Example records that exist in the index

{
  "_source" : {
    "status": "complete",
    "name" : {
      "data" : {
        "value" : "Jane Doe",
        "gender" : "female"
      }
    },
    "state" : {
      "data" : {
        "value" : "OH",
        "prior": "N/A",
      }
    },
    "school" : {
      "data" : {
        "value" : "wolf high school",
        "graduated" " true
      }
    },
    "region" : {
     "data" : {
        "value" : "IV",
        "category" : "Division 4"
      }
    }
  }
},
{
  "_source" : {
    "status": "complete",
    "name" : {
      "data" : {
        "value" : "John Doe",
        "gender" : "male"
      }
    },
    "state" : {
      "data" : {
        "value" : "PA",
        "prior" : "LA"
      }
    },
    "school" : {
      "data" : {
        "value" : "timber high school",
        "graduated" " true
      }
    },
    "region" : {
      "data" : {
        "value" : "III",
        "category" : "Division 3"
      }
    }
    "schoolType" : {
      "data" : {
        "value" : "public",
        "county" : False
      }
    }
  }
}

What my goal is to reindex to a new index with the records being clean up like this:

 {
    "name" : "Jane Doe",
    "state" : "OH",
    "school" : "wolf high school",
    "region" : "IV",
},
{
    "name" :  "John Doe",
    "state" : "PA",
    "school" : "timber high school",
    "region" : "III",
    "schoolType.data.value" : "Public"
}

My reindex looks currently looks like below. Please bear in mind, I'm just getting started with painless. So I don't know if there is a regex pattern or something better I can use.

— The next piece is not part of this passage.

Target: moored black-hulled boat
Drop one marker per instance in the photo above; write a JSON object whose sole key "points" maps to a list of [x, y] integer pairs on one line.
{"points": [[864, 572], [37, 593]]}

There must be a cleaner way to handle this. Because, as the number of fields grow in the first index, it would be preferred not to have spell out each filed in the current script.

Is there a regex or a way to iterate over all the top fields, so I can perform the same call each field? I know I will always want the path fieldname.data.value from each field.

POST _reindex
{
  "source": {
    "index": "test-student-info",
    "_source": {
        "includes": [ "*.data.value" ],
        "excludes": [ "*.sources" ]
    },
    "query" : {
      "term" : { "status.keyword" : "complete" }
    }
  },
  "dest": {
    "index": "test-studen-info2"
  },
  "script": {
    "inline": "ctx._source.name = ctx._source.name.data.value; ctx._source.state = ctx._source.state.data.value; ctx._source.school = ctx._source.school.data.value; ctx._source.region = ctx._source.region.data.value",
    "lang": "painless"
  }
}

Hey,

your painless script looks good so far, nice work. So what you could do here is this

DELETE my_index

PUT my_index/_doc/1?refresh=true
{
  "name": {
    "data": {
      "value": "Jane Doe",
      "gender": "female"
    }
  },
  "whatever": {
    "data": {
      "value": "whatever"
    }
  },
  "will_not_be_imported": {
    "foo" :"bar"
  }
}

POST _reindex
{
  "source": {
    "index": "my_index"
  },
  "dest": {
    "index": "my_other_index"
  },
  "script": {
    "lang": "painless",
    "source": """
def keys = ctx._source.keySet();    
for (String key : new HashSet(keys)) {
  if (ctx._source[key]['data'] != null && ctx._source[key]['data']['value'] != null) {
    ctx._source[key] = ctx._source[key]['data']['value'];
  } else {
    ctx._source.remove(key);
  }
}
"""
  }
}

GET my_other_index/_doc/1
1 Like

i couldn't figure out how to get the keys from the map and now I understand it.

The results are being populated the way we need them and I marked your answer as the solution.

Thanks,

Dean

1 Like

This topic was automatically closed 28 days after the last reply. New replies are no longer allowed.